US considers China sanctions to deter Taiwan action; Taiwan presses EU for same

TAIPEI/FRANKFURT/WASHINGTON – The United States is considering options for a sanctions package against China to deter it from invading Taiwan, with the European Union coming under diplomatic pressure from Taipei to do the same, according to sources familiar with the discussions.

The sources said the deliberations in Washington and Taipei’s separate lobbying of EU envoys were both at an early stage – a response to fears of a Chinese invasion which have grown as military tensions escalate in the Taiwan Strait.

In both cases, the idea is to take sanctions beyond measures already taken in the West to restrict some trade and investment with China in sensitive technologies like computer chips and telecoms equipment.

The sources did not provide any details of what is being considered but the notion of sanctions on the world’s second-largest economy and one of the global supply chain’s biggest links raises questions of feasibility.

“The potential imposition of sanctions on China is a far more complex exercise than sanctions on Russia, given US and allies’ extensive entanglement with the Chinese economy,” said Nazak Nikakhtar, a former senior US Commerce Department official.

China claims Taiwan as its own territory and last month fired missiles over the island and sailed warships across their unofficial sea frontier after US House of Representatives Speaker Nancy Pelosi visited Taipei in what Beijing saw as a provocation.

Chinese President Xi Jinping has vowed to reunify democratically-governed Taiwan with the mainland and has not ruled out the use of force.
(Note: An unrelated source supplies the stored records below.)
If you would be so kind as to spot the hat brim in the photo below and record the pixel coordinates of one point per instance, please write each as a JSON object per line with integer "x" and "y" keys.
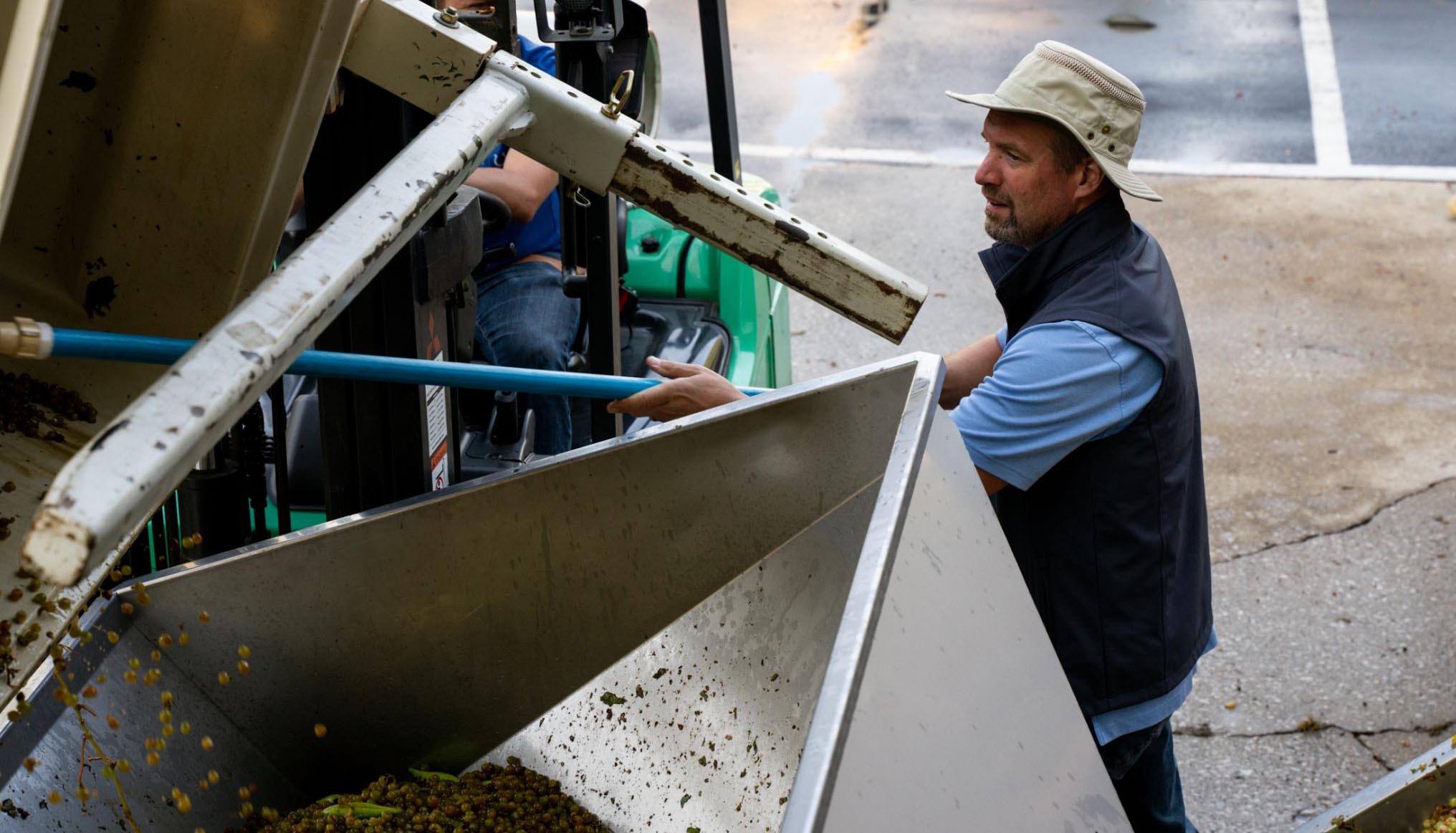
{"x": 1124, "y": 179}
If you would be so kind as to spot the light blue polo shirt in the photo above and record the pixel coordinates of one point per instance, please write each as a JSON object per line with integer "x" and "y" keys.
{"x": 1056, "y": 386}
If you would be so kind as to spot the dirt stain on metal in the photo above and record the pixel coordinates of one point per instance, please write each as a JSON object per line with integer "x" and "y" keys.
{"x": 79, "y": 80}
{"x": 100, "y": 296}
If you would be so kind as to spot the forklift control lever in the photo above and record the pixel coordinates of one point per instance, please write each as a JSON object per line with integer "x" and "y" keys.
{"x": 506, "y": 420}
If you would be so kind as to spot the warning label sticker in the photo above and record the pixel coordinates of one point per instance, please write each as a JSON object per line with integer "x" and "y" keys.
{"x": 437, "y": 417}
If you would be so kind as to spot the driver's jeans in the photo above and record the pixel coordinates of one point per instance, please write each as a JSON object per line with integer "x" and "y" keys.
{"x": 523, "y": 319}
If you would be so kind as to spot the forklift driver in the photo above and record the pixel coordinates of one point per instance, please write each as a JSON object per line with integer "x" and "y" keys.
{"x": 522, "y": 315}
{"x": 1081, "y": 415}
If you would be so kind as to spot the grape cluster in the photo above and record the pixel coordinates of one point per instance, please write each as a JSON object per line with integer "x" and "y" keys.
{"x": 25, "y": 401}
{"x": 492, "y": 800}
{"x": 1443, "y": 819}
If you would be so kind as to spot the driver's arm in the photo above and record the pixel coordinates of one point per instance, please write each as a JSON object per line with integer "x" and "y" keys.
{"x": 523, "y": 184}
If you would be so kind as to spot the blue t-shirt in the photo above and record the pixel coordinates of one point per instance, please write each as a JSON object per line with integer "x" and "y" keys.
{"x": 542, "y": 234}
{"x": 1056, "y": 386}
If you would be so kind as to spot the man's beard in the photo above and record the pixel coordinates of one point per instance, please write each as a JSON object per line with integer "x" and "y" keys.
{"x": 1011, "y": 229}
He is set to secure a third, five-year leadership term at a Communist Party congress next month.

In Washington, officials are considering options for a possible package of sanctions against China to deter Xi from attempting to invade Taiwan, said a US official and an official from a country in close coordination with Washington.

USĀ talks over sanctions began after Russia invaded Ukraine in February, but took on fresh urgency after the Chinese reaction to Pelosi’s visit, the two sources said.
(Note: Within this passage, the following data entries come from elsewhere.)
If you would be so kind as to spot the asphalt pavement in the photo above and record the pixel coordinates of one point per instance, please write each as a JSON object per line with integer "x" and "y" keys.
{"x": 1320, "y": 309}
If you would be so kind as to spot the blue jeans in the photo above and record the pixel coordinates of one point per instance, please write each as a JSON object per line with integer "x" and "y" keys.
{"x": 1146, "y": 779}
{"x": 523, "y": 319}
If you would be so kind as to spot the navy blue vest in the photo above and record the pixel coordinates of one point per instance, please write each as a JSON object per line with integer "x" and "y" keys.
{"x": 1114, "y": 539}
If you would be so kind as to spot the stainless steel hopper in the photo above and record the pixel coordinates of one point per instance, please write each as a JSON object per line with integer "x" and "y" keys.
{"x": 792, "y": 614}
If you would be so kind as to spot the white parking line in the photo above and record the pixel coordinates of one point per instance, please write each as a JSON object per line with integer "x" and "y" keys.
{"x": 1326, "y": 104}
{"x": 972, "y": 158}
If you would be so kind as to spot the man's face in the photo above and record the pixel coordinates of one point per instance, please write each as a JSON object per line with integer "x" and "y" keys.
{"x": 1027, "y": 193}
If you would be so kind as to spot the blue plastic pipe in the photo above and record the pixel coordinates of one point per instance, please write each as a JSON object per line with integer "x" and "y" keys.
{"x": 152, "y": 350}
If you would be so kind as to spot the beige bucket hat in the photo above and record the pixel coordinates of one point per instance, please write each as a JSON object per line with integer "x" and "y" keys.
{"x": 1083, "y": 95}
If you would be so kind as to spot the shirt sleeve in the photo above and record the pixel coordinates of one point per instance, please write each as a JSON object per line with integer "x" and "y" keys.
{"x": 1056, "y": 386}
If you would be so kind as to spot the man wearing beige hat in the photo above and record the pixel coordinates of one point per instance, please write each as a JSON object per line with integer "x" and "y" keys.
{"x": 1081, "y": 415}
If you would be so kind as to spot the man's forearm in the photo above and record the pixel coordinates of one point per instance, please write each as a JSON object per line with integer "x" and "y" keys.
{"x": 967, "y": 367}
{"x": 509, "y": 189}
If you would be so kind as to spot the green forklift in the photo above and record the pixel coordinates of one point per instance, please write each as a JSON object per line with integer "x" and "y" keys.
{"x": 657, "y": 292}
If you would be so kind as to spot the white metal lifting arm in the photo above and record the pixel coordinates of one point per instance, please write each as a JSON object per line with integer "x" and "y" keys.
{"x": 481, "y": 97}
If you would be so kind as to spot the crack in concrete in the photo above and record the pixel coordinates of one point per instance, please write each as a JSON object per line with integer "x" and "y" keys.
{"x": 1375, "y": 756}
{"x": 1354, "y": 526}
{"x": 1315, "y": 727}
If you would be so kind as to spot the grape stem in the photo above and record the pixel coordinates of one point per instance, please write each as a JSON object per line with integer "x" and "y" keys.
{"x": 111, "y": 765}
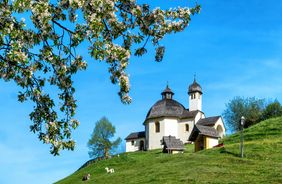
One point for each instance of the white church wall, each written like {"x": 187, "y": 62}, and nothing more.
{"x": 199, "y": 116}
{"x": 196, "y": 103}
{"x": 133, "y": 145}
{"x": 170, "y": 127}
{"x": 154, "y": 138}
{"x": 183, "y": 135}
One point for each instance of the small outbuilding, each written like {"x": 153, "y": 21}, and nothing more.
{"x": 172, "y": 145}
{"x": 204, "y": 137}
{"x": 135, "y": 141}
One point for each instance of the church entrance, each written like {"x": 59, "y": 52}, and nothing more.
{"x": 141, "y": 146}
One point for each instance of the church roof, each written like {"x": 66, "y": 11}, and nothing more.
{"x": 135, "y": 135}
{"x": 171, "y": 143}
{"x": 169, "y": 108}
{"x": 195, "y": 87}
{"x": 210, "y": 121}
{"x": 202, "y": 130}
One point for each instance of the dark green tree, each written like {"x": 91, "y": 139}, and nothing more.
{"x": 251, "y": 108}
{"x": 100, "y": 144}
{"x": 272, "y": 110}
{"x": 41, "y": 51}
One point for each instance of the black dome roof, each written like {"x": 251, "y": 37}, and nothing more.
{"x": 166, "y": 107}
{"x": 195, "y": 87}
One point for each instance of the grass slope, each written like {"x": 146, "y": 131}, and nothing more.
{"x": 262, "y": 162}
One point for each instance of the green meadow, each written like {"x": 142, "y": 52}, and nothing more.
{"x": 262, "y": 162}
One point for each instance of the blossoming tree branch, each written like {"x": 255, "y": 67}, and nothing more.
{"x": 41, "y": 51}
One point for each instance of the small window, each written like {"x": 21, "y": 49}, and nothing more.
{"x": 157, "y": 126}
{"x": 186, "y": 127}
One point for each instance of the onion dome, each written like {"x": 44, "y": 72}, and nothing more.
{"x": 166, "y": 108}
{"x": 195, "y": 87}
The United States, backed by Nato allies, took a similar approach to Russia in January with a threat of unspecified sanctions but this failed to dissuade Russian President Vladimir Putin from launching his invasion of Ukraine.

The White House is focused on getting countries on the same page, including coordinating between Europe and Asia, and avoiding provoking Beijing, the non-US official said.

The White House declined to comment.